- Education: University of Bonn
- Scientific career
- Fields: Protistology
- Doctoral advisor: Karl-Ernst Wohlfarth-Bottermann

= Renate Radek =

Protistologist, Freie Universität Berlin

Renate Radek is a protistologist and an associate professor at the Freie Universität Berlin.

==Education==
Radek received a Diploma in biology from the University of Bonn in 1985. She received her PhD in 1987 at the University of Bonn's Institute of Cytology, supervised by Karl-Ernst Wohlfarth-Bottermann.

==Career==
Radek worked as a research and teaching assistant at the University of Bonn (1987–1988), Freie Universität Berlin (1989–1996), the University of Heidelberg (1996–1999), and again at the Freie Universität Berlin (2000–2008), where she worked under the protistologist Klaus Hausmann. In 2008, upon completing her Habilitation, she was promoted to associate professor.

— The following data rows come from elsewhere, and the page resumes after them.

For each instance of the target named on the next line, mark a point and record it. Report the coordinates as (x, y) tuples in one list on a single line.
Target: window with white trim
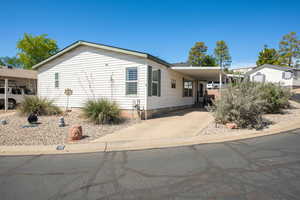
[(56, 80), (173, 83), (131, 81), (187, 88), (155, 83)]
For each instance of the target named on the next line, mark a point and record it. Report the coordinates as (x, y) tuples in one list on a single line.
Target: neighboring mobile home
[(135, 80), (285, 76)]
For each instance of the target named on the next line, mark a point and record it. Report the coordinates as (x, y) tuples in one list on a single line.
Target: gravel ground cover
[(48, 132), (288, 115)]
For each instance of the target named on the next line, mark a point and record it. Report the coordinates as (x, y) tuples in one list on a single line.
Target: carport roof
[(17, 73), (200, 73)]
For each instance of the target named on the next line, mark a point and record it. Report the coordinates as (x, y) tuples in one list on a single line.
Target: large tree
[(11, 61), (197, 54), (289, 49), (268, 56), (222, 54), (34, 49)]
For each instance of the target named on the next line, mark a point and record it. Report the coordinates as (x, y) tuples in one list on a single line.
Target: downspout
[(146, 91), (5, 95)]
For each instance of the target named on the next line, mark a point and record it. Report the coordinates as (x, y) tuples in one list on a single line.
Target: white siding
[(273, 76), (296, 80), (170, 97), (88, 71)]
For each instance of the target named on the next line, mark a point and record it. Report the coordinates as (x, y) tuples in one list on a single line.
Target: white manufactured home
[(285, 76), (134, 80)]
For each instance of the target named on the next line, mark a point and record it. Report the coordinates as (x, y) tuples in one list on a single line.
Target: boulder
[(75, 133), (231, 125)]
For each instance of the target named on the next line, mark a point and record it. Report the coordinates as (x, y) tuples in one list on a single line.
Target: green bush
[(102, 111), (42, 106), (246, 102), (277, 97), (240, 104)]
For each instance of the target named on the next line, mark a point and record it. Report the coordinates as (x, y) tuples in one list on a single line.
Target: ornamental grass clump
[(41, 106), (276, 97), (102, 111), (240, 104)]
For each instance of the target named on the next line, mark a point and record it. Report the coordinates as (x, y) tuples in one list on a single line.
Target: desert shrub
[(42, 106), (241, 104), (102, 111), (276, 97)]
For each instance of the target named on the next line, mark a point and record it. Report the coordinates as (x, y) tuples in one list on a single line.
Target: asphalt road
[(261, 168)]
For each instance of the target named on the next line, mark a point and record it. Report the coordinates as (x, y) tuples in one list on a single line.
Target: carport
[(202, 75), (16, 78)]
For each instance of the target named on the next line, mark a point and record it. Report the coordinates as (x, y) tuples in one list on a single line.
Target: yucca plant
[(240, 104), (101, 111), (42, 106), (277, 97)]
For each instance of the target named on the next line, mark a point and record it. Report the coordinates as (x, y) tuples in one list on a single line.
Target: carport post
[(5, 94)]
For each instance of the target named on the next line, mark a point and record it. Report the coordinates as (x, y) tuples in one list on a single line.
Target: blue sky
[(166, 28)]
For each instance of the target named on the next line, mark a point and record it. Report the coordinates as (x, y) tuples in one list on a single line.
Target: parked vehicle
[(15, 96)]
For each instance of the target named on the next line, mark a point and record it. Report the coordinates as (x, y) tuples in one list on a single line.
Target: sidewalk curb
[(142, 144)]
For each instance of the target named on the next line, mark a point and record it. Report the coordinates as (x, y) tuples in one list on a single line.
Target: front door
[(200, 93)]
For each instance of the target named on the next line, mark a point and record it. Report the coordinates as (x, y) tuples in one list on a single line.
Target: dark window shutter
[(149, 85), (159, 83)]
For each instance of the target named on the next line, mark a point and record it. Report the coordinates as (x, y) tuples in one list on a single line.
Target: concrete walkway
[(178, 124)]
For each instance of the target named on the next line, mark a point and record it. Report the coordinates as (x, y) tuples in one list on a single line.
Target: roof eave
[(105, 47)]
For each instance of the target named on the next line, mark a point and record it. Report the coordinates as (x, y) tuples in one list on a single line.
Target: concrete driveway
[(177, 124)]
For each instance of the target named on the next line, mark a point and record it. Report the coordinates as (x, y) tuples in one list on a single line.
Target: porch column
[(220, 79), (5, 94)]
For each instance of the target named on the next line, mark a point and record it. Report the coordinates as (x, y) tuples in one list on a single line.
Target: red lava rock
[(75, 133), (231, 125)]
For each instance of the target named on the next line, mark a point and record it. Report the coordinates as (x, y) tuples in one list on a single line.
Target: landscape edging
[(139, 144)]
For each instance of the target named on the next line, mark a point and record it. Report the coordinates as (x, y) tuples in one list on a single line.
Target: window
[(259, 77), (131, 81), (155, 83), (287, 75), (56, 80), (16, 91), (187, 88), (173, 83)]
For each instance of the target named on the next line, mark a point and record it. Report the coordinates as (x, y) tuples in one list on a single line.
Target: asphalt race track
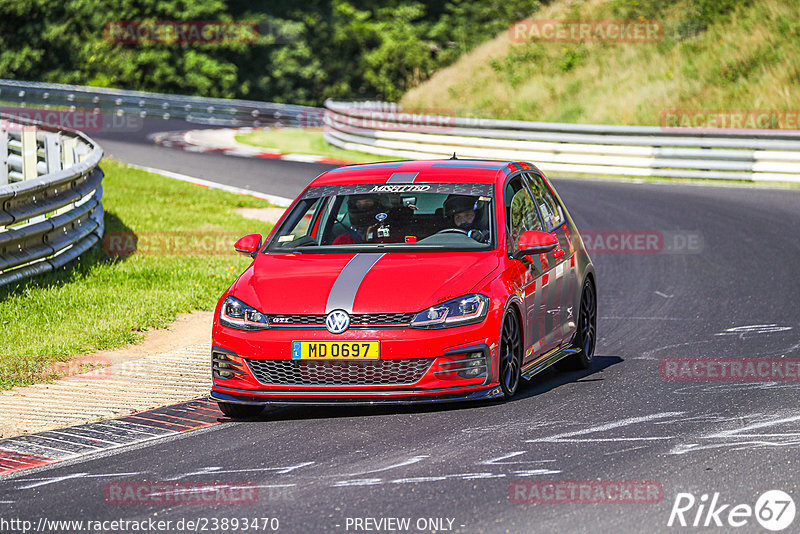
[(722, 283)]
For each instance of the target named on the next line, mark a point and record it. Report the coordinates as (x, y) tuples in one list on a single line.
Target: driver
[(362, 210), (462, 212)]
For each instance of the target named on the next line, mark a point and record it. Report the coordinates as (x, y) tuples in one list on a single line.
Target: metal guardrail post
[(68, 158), (29, 150), (3, 152)]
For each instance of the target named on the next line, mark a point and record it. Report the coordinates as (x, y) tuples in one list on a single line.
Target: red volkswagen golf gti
[(403, 282)]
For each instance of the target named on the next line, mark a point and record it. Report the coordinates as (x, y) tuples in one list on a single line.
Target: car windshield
[(398, 217)]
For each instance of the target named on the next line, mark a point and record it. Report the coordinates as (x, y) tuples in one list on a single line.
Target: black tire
[(586, 335), (240, 411), (510, 354)]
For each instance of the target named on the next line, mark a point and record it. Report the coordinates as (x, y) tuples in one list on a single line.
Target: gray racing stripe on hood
[(402, 178), (343, 292)]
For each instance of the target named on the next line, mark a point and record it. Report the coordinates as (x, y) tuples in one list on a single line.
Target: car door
[(523, 215), (560, 280)]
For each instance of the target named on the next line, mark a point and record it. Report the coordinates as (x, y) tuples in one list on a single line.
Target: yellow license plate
[(336, 350)]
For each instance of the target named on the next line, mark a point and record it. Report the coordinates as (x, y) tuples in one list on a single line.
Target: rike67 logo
[(774, 510)]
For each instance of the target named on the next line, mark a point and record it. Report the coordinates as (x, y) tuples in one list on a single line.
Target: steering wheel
[(452, 231), (477, 235)]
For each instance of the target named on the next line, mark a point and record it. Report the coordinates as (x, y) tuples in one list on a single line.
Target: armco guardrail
[(50, 192), (118, 102), (382, 128)]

Radek has been an editorial board member at the European Journal of Protistology and an external reviewer for Acta Protozoologica since 2005, and a member of the board of reviewers at the Journal of Eukaryotic Microbiology since 2012. She is managing director of the German Society for Protozoology and is also a member of the Berlin Microscopical Society, the German Society for Parasitology, the International Society of Protistologists, and the Society for Invertebrate Pathology. Since her retirement at the end of 2025, she has been a member only of the Society of Eukaryotic Microbiology (formerly the German Society for Protozoology) and the Berlin Microscopical Society. She has been the managing director of the latter since 2011.

==Research==
Over the course of her career, Radek has published almost 100 scientific papers, eleven book chapters, and two protistology textbooks. One of these textbooks, Protistology, has been translated into Chinese, Russian, and Korean. In 1991, she created a scientific film about termite flagellates with Klaus Hausmann.

Her current focus is on the biology and morphology of protists that live as symbionts and parasites in diverse insect hosts, notably termite gut flagellates and spore-forming protists (some of which, like the nephridiophagids, are now thought to be fungi) in cockroaches and beetles. She is also interested in the relationship between protists and their prokaryotic symbionts.